The files `employees.csv`, `assignment.csv` and `competences.csv` contain the data. The `*-iri.csv` files are generated to support the discussion on the RDF graph.

## Relational Database
The relational database is modelled according to the ER diagram defined in the `model` folder. The diagram can be edited using the `draw.io` webapp.

An `init.sql` file is defined to initialise a `Postgres` database from the CSV files in the `data` folder. The database can be executed using the command:
```bash
docker-compose up --force-recreate competence-kg-postgres
```
Note that if the option `--volumes` is not used with the command `docker-compose down` the status of the database is automatically persisted by Docker.

The `competence-kg-postgres.ipynb` notebook contains the code to inspect and query the database using the `SQL` syntax.

## Graph Database
The graph database is modelled according to the diagram defined in the `model` folder. The diagram can be edited using the [arrows.app](https://arrows.app/) webapp.

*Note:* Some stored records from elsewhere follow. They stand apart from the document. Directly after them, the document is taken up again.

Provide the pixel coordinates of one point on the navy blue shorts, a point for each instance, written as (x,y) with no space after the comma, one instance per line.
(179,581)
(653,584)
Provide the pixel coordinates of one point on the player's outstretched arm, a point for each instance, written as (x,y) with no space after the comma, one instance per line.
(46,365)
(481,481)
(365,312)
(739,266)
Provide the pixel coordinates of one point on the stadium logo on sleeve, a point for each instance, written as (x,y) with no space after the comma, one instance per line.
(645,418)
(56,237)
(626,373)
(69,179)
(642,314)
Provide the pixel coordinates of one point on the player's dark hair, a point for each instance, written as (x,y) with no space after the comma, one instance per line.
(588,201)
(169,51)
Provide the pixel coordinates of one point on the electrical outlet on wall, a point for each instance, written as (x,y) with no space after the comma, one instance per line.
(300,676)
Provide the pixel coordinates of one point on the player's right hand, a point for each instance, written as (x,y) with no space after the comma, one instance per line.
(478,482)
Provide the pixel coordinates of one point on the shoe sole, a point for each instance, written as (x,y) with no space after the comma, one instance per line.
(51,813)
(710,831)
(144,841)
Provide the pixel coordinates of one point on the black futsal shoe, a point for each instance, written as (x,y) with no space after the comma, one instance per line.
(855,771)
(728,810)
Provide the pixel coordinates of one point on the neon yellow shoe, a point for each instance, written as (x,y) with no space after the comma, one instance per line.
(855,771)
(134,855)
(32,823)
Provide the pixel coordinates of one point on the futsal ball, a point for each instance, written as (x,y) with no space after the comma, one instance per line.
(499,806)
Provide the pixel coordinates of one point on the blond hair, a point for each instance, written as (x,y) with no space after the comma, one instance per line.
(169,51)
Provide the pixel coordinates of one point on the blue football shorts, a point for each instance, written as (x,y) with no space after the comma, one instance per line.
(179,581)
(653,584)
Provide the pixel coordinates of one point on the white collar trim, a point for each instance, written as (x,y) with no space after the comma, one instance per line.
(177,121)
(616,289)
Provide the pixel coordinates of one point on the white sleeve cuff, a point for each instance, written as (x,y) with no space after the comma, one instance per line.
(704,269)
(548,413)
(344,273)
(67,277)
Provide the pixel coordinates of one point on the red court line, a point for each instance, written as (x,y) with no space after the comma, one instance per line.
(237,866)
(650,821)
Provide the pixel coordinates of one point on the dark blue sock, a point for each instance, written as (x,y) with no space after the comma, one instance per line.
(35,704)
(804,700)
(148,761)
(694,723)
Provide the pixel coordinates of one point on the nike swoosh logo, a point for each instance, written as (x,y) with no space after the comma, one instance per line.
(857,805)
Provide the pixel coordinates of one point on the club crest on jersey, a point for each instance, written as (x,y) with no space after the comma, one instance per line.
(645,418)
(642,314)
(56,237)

The `competence-kg-neo4j.ipynb` notebook contains the code to import the data and to inspect and query the database. A `Neo4j` database is instantiated using the CSV files in the `data` folder and according to the graph model defined. The `Cypher` language is used to query the database.

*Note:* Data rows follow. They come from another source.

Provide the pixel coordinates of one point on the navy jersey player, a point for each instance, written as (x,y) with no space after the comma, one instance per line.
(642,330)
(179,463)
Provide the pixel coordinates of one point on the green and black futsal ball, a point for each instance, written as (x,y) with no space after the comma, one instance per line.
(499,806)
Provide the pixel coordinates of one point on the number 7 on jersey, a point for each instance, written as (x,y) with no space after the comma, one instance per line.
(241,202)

The database can be executed using the command:
```bash
docker-compose up --force-recreate competence-kg-neo4j
```

The status of the database is automatically persisted in the `neo4j` folder as defined in the `docker-compose.yml` file. The folder can be deleted to erase all the data in the database.

## RDF Database
The graph database is modelled according to the ontology `ontology.ttl` defined in the `model` folder and available online at [https://knowledge.c-innovationhub.com/competence-kg/schema](https://knowledge.c-innovationhub.com/competence-kg/schema). The ontology reuses the `foaf` vocabulary and adds further classes and properties. The ontology can be visualised using the [WebVOWL](http://vowl.visualdataweb.org/webvowl.html) webapp. In the `model` folder the file `content-negotiation.sh` shows how different cURL requests return different representations of the ontology.

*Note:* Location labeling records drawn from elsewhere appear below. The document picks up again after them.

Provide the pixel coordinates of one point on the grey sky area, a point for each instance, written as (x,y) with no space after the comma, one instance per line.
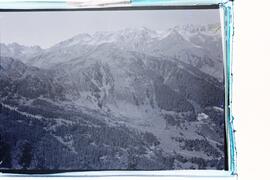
(47,28)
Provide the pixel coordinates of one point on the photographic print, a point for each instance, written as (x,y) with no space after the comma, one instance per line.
(112,90)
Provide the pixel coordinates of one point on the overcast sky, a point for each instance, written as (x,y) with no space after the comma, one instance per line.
(47,28)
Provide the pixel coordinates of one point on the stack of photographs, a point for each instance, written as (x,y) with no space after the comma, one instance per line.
(129,89)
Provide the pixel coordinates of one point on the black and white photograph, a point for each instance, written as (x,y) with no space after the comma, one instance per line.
(112,90)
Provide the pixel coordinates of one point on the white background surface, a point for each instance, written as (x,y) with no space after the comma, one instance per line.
(251,88)
(251,95)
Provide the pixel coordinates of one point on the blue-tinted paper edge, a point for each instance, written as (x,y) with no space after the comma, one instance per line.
(228,32)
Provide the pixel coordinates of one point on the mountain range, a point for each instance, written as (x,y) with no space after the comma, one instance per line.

The `competence-kg-rdf.ipynb` notebook contains the code to construct the knowledge graph and to inspect and query the it. An in-memory database is instantiated using the [RDFLib](https://pypi.org/project/rdflib/) library and the CSV files in the `data` folder. In this case, the `*-iri.csv` files are considered instead of the `assignment.csv` and `competences.csv` files. Indeed, we leverage the SKOS vocabulary describing the DigComp framework (already [available online](http://publications.europa.eu/resource/dataset/digital-competence-framework)) to enrich the company's graph without having to instantiate from the CSV all the data about the competences.

The mappings from the CSV files to the ontology are defined using YARRRML, compiled to RML using the [yatter](https://github.com/oeg-upm/yatter) tool and executed using the [morph-kgc](https://github.com/morph-kgc/morph-kgc) processor. The mappings are available in `mappings` folder. The `SPARQL` language is used to query the database.

The generated RDF graphs are serialised in the Turtle format and saved in the `rdf` folder together with a dump of the DigComp SKOS vocabulary.

## LangChain QA
The `competence-kg-langchain.ipynb` notebook provides the code to execute QA (i.e., natural language querying) over the three databases leveraging the `langchain` library and the OpenAI GPT models. The `SQLDatabaseChain`, `GraphCypherQAChain`, `GraphSPARQLQAChain` are used in the code.

A `credentials.json` file should be provided in the main folder with a valid key for the OpenAI API.

```
{
"OPENAI_API_KEY": "PUT_HERE_YOUR_KEY"
}
```

## Contributing

Before contributing, please read carefully, complete and sign our [Contributor Licence Agreement](https://github.com/cefriel/contributing/blob/main/contributor-license-agreement.pdf).

When contributing to this repository, please first discuss the change you wish to make via issue or any other available method with the repository's owners.